What probably sets the "neo-romantics" apart from the New Music mainstream is simply that they have chosen a non-politically-correct audience, an audience that continues to respond to predominantly European (read "non-American") works of another time and place, a repertoire that nevertheless continues to speak to some people, and whose messages are apparently not depleted. But the neo-romantics--most of whom are American--cannot speak in the language of the past (even if they wanted to, which they don't), and thus, like the early modernists, must rewrite it in the spirit of their own time and for their own audience: realistically, they have no choice.

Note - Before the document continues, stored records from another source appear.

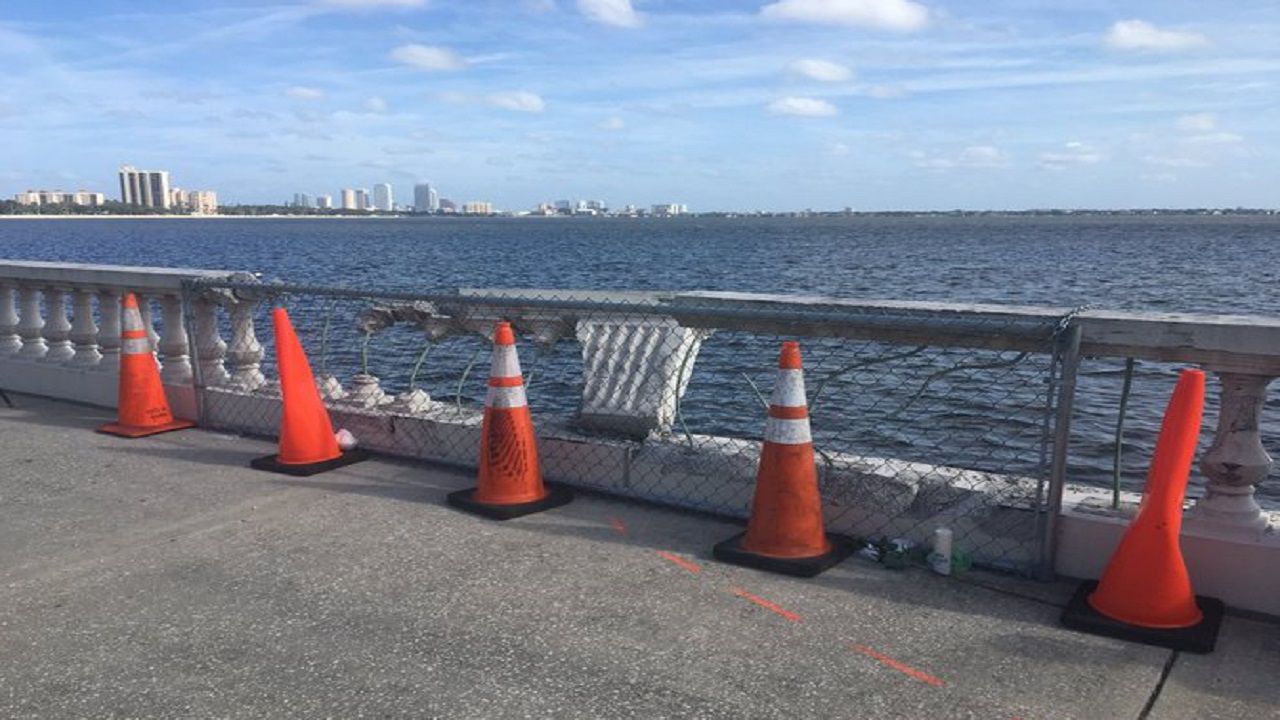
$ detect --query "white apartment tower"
[374,182,396,213]
[413,182,440,213]
[120,165,173,210]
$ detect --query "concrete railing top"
[0,260,253,292]
[448,288,1280,377]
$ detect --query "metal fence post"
[1039,319,1082,580]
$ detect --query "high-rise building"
[120,165,173,210]
[650,202,689,218]
[183,190,218,215]
[374,182,396,213]
[413,182,440,213]
[13,190,106,206]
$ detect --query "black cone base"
[445,483,573,520]
[1062,580,1226,655]
[248,447,369,478]
[712,533,858,578]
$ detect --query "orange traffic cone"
[250,307,369,477]
[1062,370,1224,652]
[448,323,573,520]
[97,292,196,438]
[712,342,855,578]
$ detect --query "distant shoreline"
[0,209,1280,220]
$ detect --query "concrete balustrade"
[0,260,252,418]
[0,261,1280,614]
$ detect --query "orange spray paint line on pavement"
[849,644,946,688]
[731,588,800,623]
[657,550,703,575]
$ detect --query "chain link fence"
[186,281,1078,574]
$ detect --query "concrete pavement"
[0,396,1280,719]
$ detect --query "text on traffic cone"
[742,342,831,557]
[99,292,195,438]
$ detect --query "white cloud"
[1142,155,1208,168]
[390,44,467,72]
[485,90,547,113]
[790,58,854,82]
[957,145,1009,168]
[1107,20,1208,51]
[1039,141,1106,170]
[317,0,428,10]
[1178,113,1217,132]
[769,97,840,118]
[864,85,906,100]
[908,145,1009,172]
[760,0,929,32]
[284,85,324,100]
[577,0,643,27]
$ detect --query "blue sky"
[0,0,1280,210]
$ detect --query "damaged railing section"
[187,279,1074,573]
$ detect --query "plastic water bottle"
[929,528,951,575]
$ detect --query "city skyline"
[0,0,1280,210]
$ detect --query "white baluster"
[45,287,76,363]
[70,290,102,366]
[193,300,230,387]
[227,301,266,391]
[97,290,120,373]
[1187,370,1274,533]
[160,295,191,384]
[18,286,49,360]
[0,283,22,355]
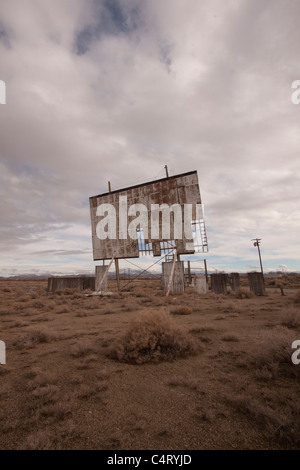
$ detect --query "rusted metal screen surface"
[90,171,202,260]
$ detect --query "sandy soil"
[0,280,300,450]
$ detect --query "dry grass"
[250,327,300,378]
[110,312,198,364]
[0,276,300,450]
[221,333,240,342]
[232,287,255,299]
[13,330,54,349]
[170,305,192,315]
[280,307,300,328]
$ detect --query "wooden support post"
[166,250,177,297]
[96,257,114,292]
[204,259,208,285]
[188,261,192,284]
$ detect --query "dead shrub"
[109,312,199,364]
[250,327,299,378]
[171,306,192,315]
[221,333,240,342]
[280,307,300,328]
[71,340,95,358]
[294,290,300,304]
[13,330,53,349]
[232,287,255,299]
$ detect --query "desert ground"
[0,275,300,450]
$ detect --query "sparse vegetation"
[171,306,192,315]
[110,313,197,364]
[0,276,300,450]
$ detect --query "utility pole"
[251,238,264,276]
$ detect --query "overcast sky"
[0,0,300,276]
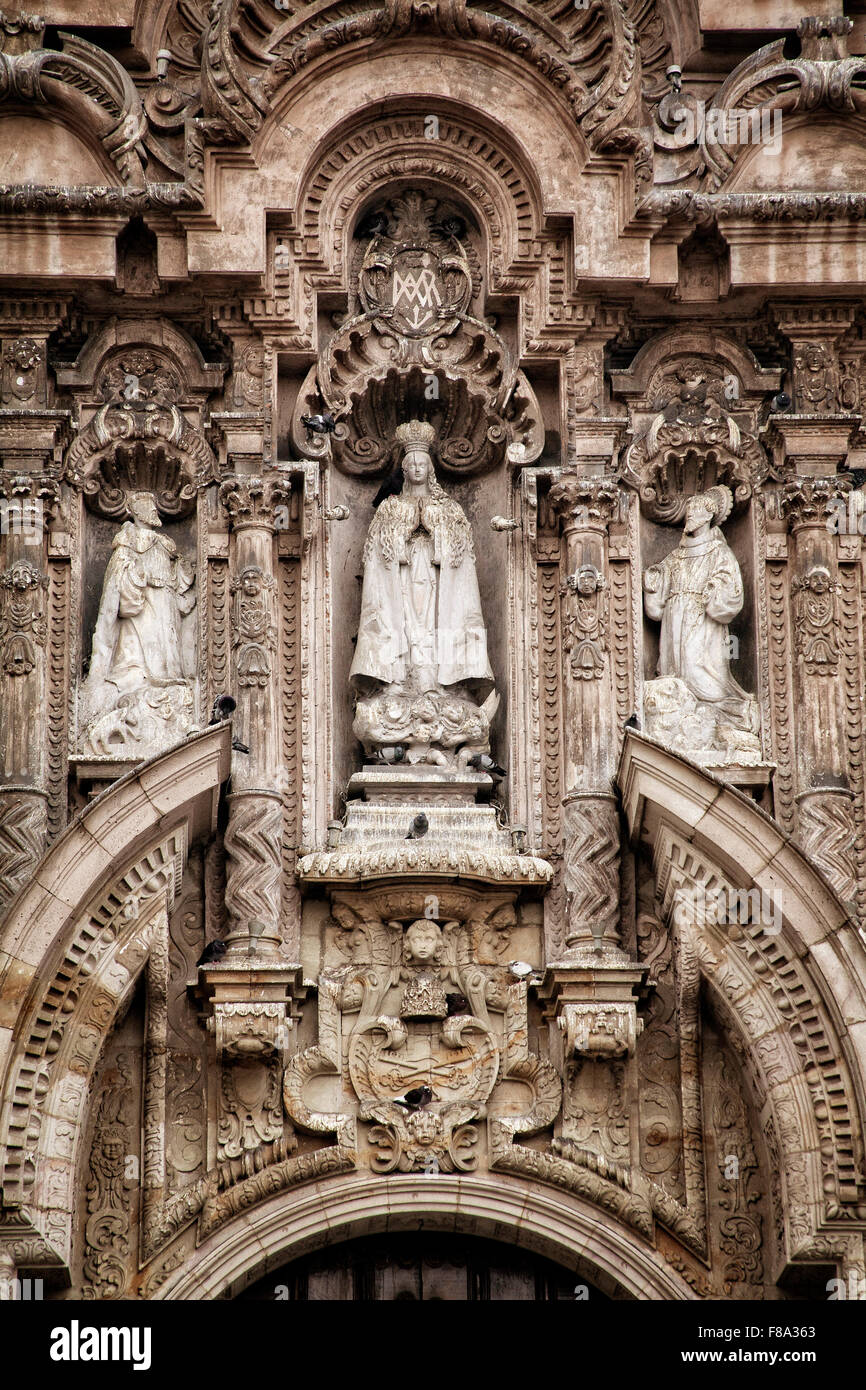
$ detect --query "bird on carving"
[300,410,336,434]
[196,941,228,966]
[393,1086,434,1111]
[406,810,430,840]
[354,213,388,242]
[373,464,405,512]
[378,744,406,763]
[207,695,238,724]
[432,214,466,240]
[445,994,473,1019]
[466,753,507,780]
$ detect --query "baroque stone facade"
[0,0,866,1300]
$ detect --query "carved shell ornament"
[292,189,544,477]
[65,349,215,520]
[623,361,769,525]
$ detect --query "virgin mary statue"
[349,420,499,765]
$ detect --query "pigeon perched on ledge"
[207,695,238,724]
[406,812,430,840]
[300,411,336,434]
[466,753,507,780]
[196,941,228,967]
[393,1086,434,1111]
[445,994,473,1019]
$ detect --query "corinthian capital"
[780,474,853,530]
[220,478,291,531]
[548,473,620,531]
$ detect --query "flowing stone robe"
[644,527,759,755]
[86,521,195,700]
[349,488,493,695]
[79,520,196,758]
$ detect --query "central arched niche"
[239,1232,621,1304]
[292,179,545,813]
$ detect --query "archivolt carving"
[202,0,639,143]
[65,349,215,517]
[656,831,863,1252]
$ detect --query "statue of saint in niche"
[349,420,499,766]
[644,487,760,766]
[79,492,196,758]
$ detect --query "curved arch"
[154,1175,695,1300]
[0,726,231,1266]
[287,97,544,290]
[619,731,866,1259]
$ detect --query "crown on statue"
[395,420,436,449]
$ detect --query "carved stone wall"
[0,0,866,1300]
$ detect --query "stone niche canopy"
[292,189,544,477]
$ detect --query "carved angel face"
[405,917,442,965]
[577,564,599,594]
[808,570,830,594]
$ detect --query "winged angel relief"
[285,899,560,1173]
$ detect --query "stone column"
[0,473,58,906]
[550,474,620,954]
[781,472,856,912]
[202,477,300,1170]
[220,478,288,949]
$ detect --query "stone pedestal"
[299,765,552,884]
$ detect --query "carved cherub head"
[403,917,442,965]
[803,564,833,594]
[126,492,163,525]
[574,564,602,595]
[240,564,261,599]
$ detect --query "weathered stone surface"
[0,0,866,1305]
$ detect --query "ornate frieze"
[292,189,544,477]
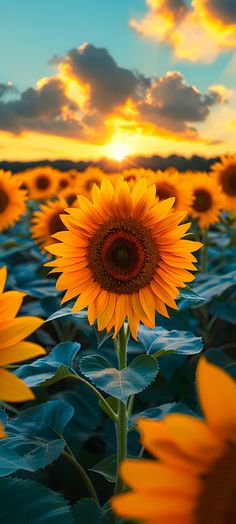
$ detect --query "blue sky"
[0,0,236,157]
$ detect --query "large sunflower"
[152,170,193,211]
[25,166,59,200]
[0,267,45,402]
[112,357,236,524]
[47,178,201,338]
[0,170,26,231]
[31,198,68,251]
[190,173,225,228]
[211,154,236,210]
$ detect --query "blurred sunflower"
[211,154,236,211]
[46,178,201,338]
[0,267,45,402]
[112,357,236,524]
[0,170,26,231]
[31,198,68,251]
[57,173,72,191]
[25,166,58,200]
[152,170,193,211]
[76,166,105,198]
[190,173,225,228]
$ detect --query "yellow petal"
[197,357,236,442]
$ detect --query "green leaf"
[0,478,74,524]
[80,355,158,402]
[89,455,117,482]
[138,326,203,357]
[15,342,80,388]
[45,307,88,322]
[72,499,102,524]
[0,400,74,477]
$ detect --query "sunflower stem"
[114,326,129,494]
[201,229,208,273]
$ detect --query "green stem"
[62,450,100,506]
[201,229,208,273]
[115,326,128,494]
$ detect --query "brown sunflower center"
[59,178,69,189]
[36,175,50,191]
[84,177,101,192]
[66,193,76,206]
[0,188,9,213]
[196,444,236,524]
[88,218,159,294]
[48,209,66,235]
[221,165,236,196]
[156,184,176,200]
[124,175,137,183]
[193,189,212,213]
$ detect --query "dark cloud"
[139,72,223,135]
[203,0,236,24]
[65,44,148,113]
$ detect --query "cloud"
[58,44,147,113]
[130,0,236,62]
[0,43,229,144]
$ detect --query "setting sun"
[106,143,129,162]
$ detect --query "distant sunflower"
[76,166,104,198]
[57,173,72,191]
[0,267,45,402]
[152,170,193,211]
[46,178,201,338]
[31,198,68,250]
[211,154,236,211]
[190,173,225,228]
[25,166,58,200]
[112,357,236,524]
[0,170,26,231]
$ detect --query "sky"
[0,0,236,160]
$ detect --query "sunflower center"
[59,178,69,189]
[48,209,66,235]
[66,193,76,206]
[88,218,159,294]
[36,175,50,191]
[85,178,100,192]
[193,189,212,213]
[156,184,176,200]
[221,165,236,196]
[0,188,9,213]
[196,444,236,524]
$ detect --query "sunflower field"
[0,155,236,524]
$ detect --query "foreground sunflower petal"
[47,177,201,339]
[111,357,236,524]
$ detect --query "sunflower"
[0,170,26,231]
[76,166,104,198]
[190,173,225,228]
[57,173,72,191]
[25,166,59,200]
[0,267,45,402]
[112,357,236,524]
[152,169,193,211]
[31,198,68,251]
[46,178,201,338]
[211,154,236,211]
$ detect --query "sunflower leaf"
[80,355,158,402]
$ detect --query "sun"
[106,142,129,162]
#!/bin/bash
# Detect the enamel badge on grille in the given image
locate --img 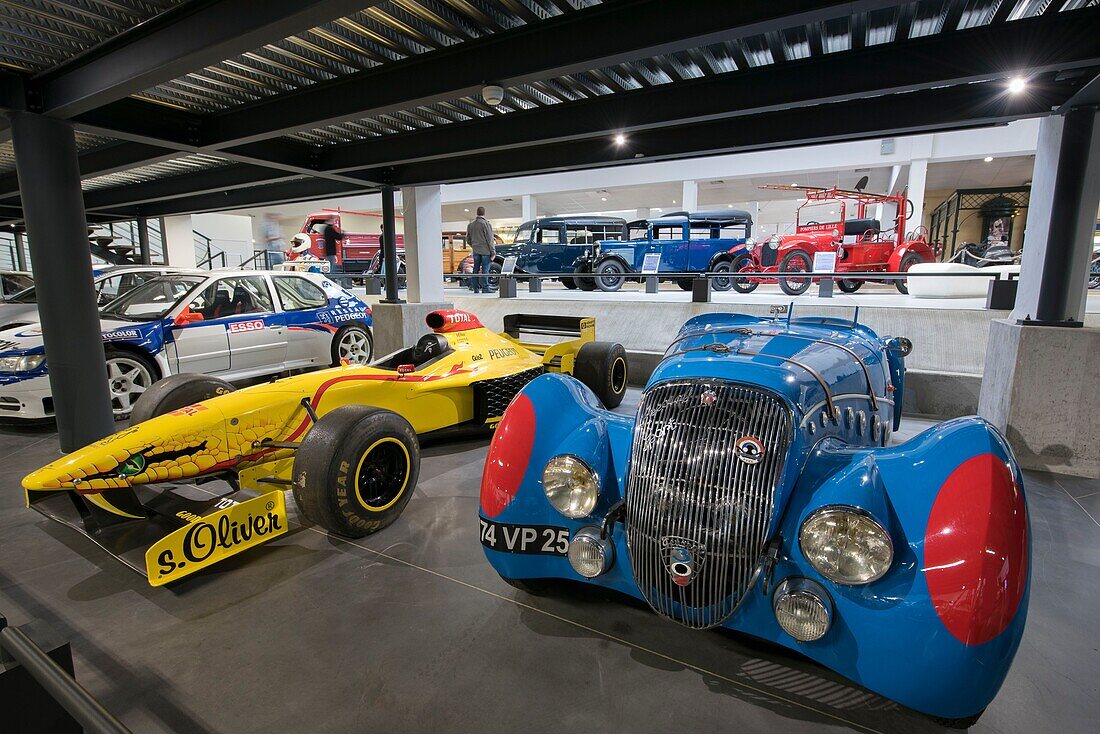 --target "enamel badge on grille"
[734,436,763,464]
[661,536,706,587]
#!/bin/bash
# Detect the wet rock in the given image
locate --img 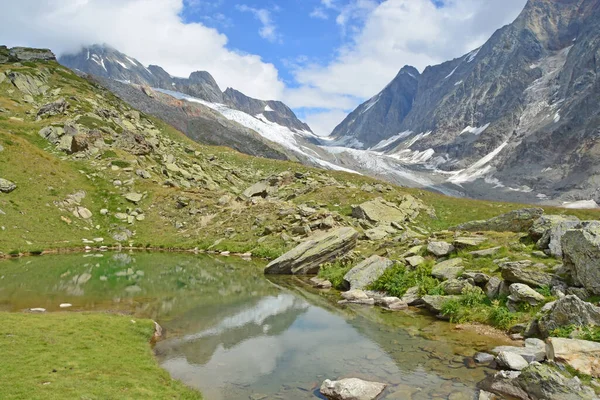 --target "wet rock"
[538,295,600,337]
[546,338,600,378]
[562,221,600,294]
[508,283,546,309]
[344,255,394,290]
[265,227,358,275]
[500,261,552,287]
[450,208,544,232]
[496,351,529,371]
[0,178,17,193]
[421,295,460,314]
[405,256,425,268]
[431,258,464,280]
[440,279,473,295]
[427,242,454,257]
[319,378,386,400]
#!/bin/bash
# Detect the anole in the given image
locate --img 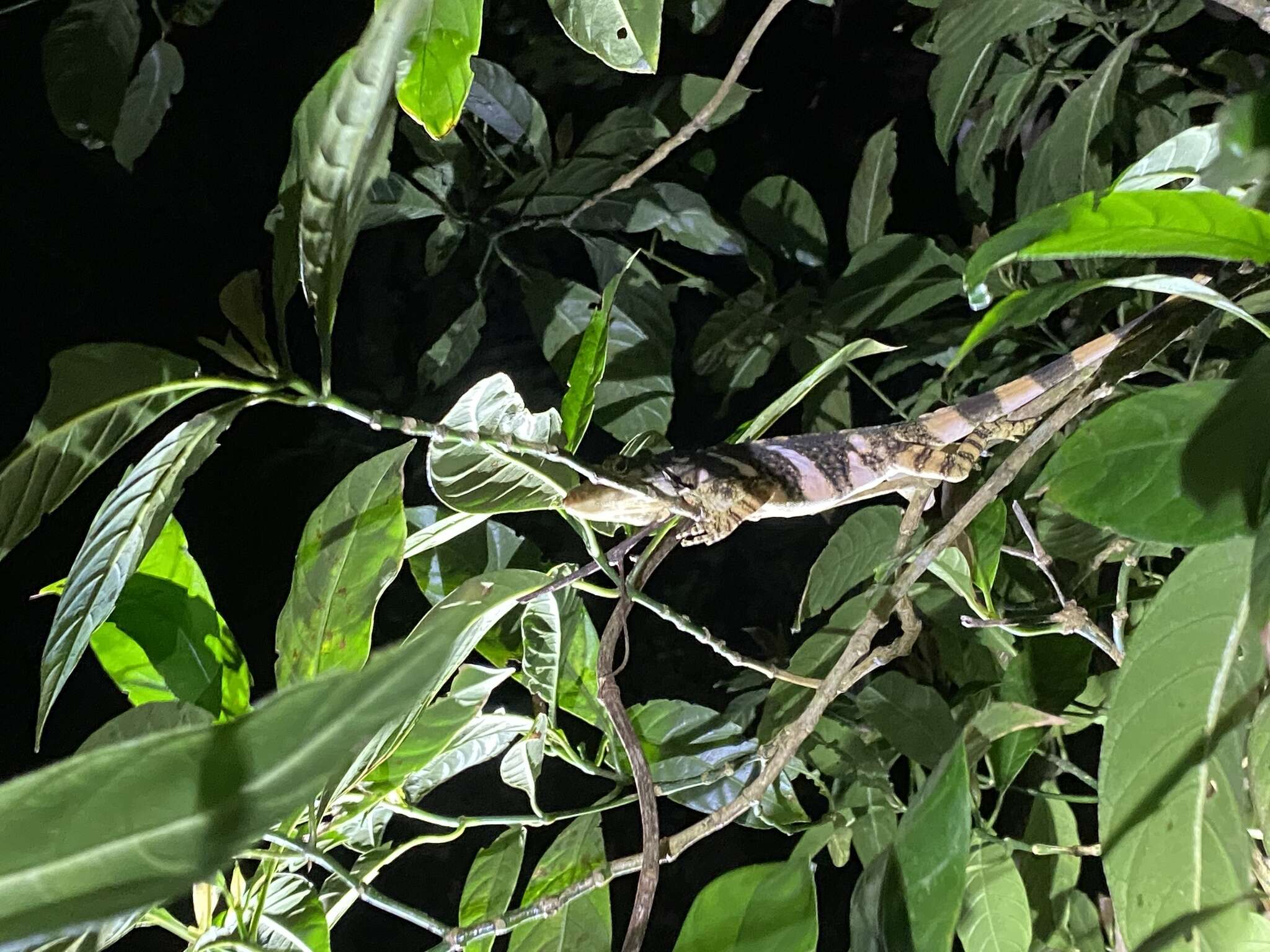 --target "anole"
[562,298,1172,546]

Daniel Kingman, a well-known figure in the Sacramento musical community, wrote in 1989:

"Scholars, critics, and journalists make isms. Composers do their best to make music...It is when composers themselves become as much committed to isms...as they are to music that their art is in danger of becoming either tediously hermetic or self-consciously outrageous-in either case irrelevant to the basic artistic TRANSACTION between artist and public on which art is based". (PNM v.27#1 124).

My sonata clearly belongs in the section of Eric Salzman's book devoted to "Neo-Romanticism"--clearly an ism. But there is definitely some irony in the fact that this ism was created in order to attempt to restore "the basic transaction between artist and public on which art is based", in reaction to the "tediously hermetic or self-consciously outrageous". This basic transaction went out of fashion for awhile--I hope that you will hear my Sonata in the spirit of its return, a return which nevertheless reserves the right to be demanding. Thank you.